12 years ago, in America, Facebook was a complicated video game for a group of university geeks, mobile phones could at most take pictures. Electric cars whizzed only on golf courses, and Donald Trump was a TV personality with a past as an entrepreneur. The presidential candidates were two senators: for the Republicans a former hero of Vietnam loved also by the Democrats and for the Democratic party a young senator, the first black candidate in US history, also loved by whites. On election night all over the country parties and banquets were prepared from east to west coast, however it went it would have been a party.
In 12 years the world has made great strides, Facebook and social networks connect more people than there are on the planet, considering the dead and double profiles, and phones do everything, from videos to electrocardiograms but making calls is almost impossible. Electric cars whiz faster than petrol ones and don’t even need someone to drive them. In all this you vote by choosing between a “building” president and TV star and a former vice president both go for 80.
Nothing is left of the new that advances. Barricades are erected on the streets of America, from the shops of the metropolis to the plains of Texas, automatic weapons are loaded and private guards are hired. And all this is not the fault of the pandemic which (as only in America can happen) has remained, despite its charge of death, almost on the sidelines of the electoral campaign.
The Facebook geeks who hoped to get rich 12 years ago are now afraid they have become too rich. Those who voted 12 years ago hoped that their candidate would win, today they are afraid that the opponent will win. Those who hoped to be able to send photos and videos with their mobile phones in 2008 are now afraid that their phone will spread too much information and photos that end up who knows where.
Fear of electric cars has shattered gasoline prices. On the streets of America where you hoped to meet someone you knew now you are afraid of meeting anyone.

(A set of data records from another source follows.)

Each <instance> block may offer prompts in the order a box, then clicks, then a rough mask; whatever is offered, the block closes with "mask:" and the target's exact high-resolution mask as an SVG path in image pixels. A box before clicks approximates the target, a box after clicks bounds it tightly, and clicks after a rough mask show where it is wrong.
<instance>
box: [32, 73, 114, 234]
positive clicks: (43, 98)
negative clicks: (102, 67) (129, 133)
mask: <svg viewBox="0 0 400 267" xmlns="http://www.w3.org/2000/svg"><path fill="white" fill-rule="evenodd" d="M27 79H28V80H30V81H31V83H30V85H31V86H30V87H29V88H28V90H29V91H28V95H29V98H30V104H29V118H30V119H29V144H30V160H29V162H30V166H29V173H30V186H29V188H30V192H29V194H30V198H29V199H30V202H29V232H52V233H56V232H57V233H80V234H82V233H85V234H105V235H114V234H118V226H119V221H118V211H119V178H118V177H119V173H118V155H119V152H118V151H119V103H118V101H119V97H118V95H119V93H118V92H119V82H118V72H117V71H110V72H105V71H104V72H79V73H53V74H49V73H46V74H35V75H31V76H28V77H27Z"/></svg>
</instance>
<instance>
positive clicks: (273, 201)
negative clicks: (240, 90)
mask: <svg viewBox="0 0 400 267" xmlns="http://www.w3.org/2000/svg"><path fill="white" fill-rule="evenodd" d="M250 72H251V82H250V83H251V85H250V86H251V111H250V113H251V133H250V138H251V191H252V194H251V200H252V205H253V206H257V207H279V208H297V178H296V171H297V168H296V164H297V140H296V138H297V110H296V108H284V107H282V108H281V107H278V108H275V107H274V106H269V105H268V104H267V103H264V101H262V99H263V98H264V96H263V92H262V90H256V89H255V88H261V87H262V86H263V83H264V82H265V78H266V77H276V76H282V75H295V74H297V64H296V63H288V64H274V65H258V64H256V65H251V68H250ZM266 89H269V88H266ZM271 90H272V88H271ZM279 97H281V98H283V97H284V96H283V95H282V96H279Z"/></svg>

How did it happen to a country that founds its democracy on optimism, to pass in such a short time from hope to fear of the future
Who has replaced the watchword for a people who live by slogans
Twelve years ago a black president became president of the country that invented racial segregation. That bet won then has never been repeated again, not for fear of losing the elections but because the hope of winning them has been lost. Who 12 years earlier did months of unpaid volunteer work, this time at most made an effort to send the vote by post, hoping that it will not be annulled by the Republican judges of the Supreme Court.
Today, anticipating the apocalyptic fantasies of the most depressed of screenwriters, the president in office, in order not to leave the White House, fuels the urban riots, blows on the spread of the pandemic and has gathered around him thousands of people without masks, to exchange dangerous droplets.
On Amazon prime the documentary Obama Dream tells what we forgot too soon, yes leaders may fail but the hopes that America has entrusted to them are still there, even a little scared. Distributed by 102 Distribution around the world, its Amazon launch by Jeff Bezos coincided with a nightmarish election night in which pleasantries between winner and winner gave way to calls to revolt and allegations of fraud. Those who voted then had the opportunity to choose between a spotless knight and a young senator with clear ideas and dark skin, remembering it can remove the fear of the future and transform it into hope, which has been too much fear.